18 Oct, 2013 @ 18:30
1 min read

Keeping food on the table and fish in the sea

F and D over fish

A sustainable fish farm in Donana is being used by Spain’s top chefs, discovers Alex Iszatt

SUSTAINABLE living is a buzz-word for many chefs, and an integral part of how to keep our society fed – as well as respecting the environment from which food came.

So it is encouraging to discover that Andalucia is home to one of Europe’s first ‘sustainable’ fish farms.

A genuine pioneer Veta la Palma, in the Donana National Park, rears fish in a semi-wild state, with the minimum impact on the environment.

And its success speaks for itself with Spain’s leading chefs Martín Berasategui, Ferran Adria, Dani García, Pedro Subijana, and Fernando Cordoba all using its quality, high end products.

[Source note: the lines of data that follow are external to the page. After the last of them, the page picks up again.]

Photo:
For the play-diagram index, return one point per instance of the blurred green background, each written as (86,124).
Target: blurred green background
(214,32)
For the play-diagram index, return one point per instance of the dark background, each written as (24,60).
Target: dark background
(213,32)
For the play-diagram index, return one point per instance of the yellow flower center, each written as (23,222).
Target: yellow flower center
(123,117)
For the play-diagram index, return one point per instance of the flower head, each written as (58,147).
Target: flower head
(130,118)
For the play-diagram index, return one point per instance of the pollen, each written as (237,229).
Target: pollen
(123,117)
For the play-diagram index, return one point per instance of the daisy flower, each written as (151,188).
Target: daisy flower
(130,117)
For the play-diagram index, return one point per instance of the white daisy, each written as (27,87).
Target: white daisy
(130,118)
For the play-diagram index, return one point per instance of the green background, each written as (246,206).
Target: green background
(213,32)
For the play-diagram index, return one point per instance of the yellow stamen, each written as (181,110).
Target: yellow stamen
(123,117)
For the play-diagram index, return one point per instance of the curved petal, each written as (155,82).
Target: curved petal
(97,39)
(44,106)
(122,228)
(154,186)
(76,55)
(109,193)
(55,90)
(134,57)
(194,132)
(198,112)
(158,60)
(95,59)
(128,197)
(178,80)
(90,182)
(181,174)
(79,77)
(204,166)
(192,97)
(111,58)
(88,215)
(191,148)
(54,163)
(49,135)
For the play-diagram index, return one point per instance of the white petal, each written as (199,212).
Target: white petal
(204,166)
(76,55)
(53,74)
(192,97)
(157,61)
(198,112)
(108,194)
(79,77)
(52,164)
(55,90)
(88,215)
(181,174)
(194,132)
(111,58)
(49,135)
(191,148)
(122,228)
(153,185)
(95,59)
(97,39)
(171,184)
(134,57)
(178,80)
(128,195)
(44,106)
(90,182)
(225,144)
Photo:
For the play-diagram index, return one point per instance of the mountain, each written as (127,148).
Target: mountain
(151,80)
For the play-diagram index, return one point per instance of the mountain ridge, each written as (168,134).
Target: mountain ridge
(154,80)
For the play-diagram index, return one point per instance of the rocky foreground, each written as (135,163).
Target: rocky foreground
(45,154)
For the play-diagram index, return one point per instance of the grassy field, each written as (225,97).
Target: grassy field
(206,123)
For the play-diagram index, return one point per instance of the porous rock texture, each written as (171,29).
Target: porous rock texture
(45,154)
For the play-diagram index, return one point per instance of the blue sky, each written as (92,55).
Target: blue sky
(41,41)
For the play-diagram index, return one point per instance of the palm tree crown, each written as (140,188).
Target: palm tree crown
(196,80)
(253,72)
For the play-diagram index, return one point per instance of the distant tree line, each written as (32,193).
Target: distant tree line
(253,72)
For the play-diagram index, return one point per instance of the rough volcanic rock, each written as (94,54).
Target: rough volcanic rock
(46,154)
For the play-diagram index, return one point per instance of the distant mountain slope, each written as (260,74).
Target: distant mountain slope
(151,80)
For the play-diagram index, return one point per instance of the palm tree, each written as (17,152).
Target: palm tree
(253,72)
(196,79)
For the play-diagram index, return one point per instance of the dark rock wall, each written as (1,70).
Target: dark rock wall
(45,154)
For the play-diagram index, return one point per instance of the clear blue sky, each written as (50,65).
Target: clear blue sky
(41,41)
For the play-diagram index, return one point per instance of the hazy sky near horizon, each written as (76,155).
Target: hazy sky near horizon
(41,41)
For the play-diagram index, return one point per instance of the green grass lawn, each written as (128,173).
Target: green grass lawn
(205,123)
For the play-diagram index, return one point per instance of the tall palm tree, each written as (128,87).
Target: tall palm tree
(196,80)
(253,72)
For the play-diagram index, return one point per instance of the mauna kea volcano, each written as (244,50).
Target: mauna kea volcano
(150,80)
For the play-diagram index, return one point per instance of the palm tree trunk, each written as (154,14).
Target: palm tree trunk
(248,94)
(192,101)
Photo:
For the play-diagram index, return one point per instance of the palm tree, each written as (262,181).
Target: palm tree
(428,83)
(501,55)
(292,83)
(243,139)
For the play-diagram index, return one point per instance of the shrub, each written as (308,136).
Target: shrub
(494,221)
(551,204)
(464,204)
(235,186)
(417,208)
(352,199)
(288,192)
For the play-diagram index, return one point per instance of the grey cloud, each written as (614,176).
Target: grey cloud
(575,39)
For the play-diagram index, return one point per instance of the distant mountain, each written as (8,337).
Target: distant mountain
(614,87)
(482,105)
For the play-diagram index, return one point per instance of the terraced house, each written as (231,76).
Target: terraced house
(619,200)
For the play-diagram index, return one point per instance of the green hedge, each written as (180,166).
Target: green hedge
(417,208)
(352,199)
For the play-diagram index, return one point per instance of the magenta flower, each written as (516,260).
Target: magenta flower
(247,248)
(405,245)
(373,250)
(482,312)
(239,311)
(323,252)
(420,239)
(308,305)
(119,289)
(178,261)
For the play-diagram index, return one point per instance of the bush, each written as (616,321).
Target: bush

Best of all, its fishes are much healthier than the normal intensive fish farm methods.

Their animals grow more slowly than under intensive methods, taking 30 months to reach what usually takes just 18 months.

The fishes also have more space to swim in, making for firmer and tastier flesh.

The company extracts a maximum of 1,500 tonnes of fish each year – a fraction of what might be possible under a more profit-driven regime.

However, as the business is state owned, it has meant that the company can look more at other factors.

In the 20-odd years since the project kicked in, biodiversity on the finca has soared.

Water returned to the Guadalquivir river, that passes through the area, is much cleaner than when it was first pumped into the channels, thanks to the oxygenating capacities of the 250-plus bird species found on the estate.

It is certainly not to be sniffed at in terms of size. The farm spreads out over some 11,000 hectares of classic wetlands, some of Spain’s most valuable and highly protected land.

During the Franco years it was owned by an Argentinian company that raised beef cattle here.

However, in 1982 the rice company Hisparroz leased the land and planted rice, only to find that it was prohibited by environmental legislation.

Eventually fishermen came to the flooded fields of this marshland and in 1990 the ‘aquaculture’ farm was nationalised and brought under the ownership of the Donana National Park foundation – to be used as a fish farm.

So successful has Veta la Palma become over the last decade, that today it is selling its fish, including sea bass, sea bream, mullet, shrimp, sole and eel, in Italy, France, Portugal, USA and the UK. Currently, about a fifth of total production goes abroad, but this figure is set to rise considerably over the coming years.

Incredibly, a sea bass fished on the estate can be at an American fishmongers in as little as 24 hours.

With this sort of delivery, it is bound to gain more custom and prove that sustainability is not a dirty word when it comes to food.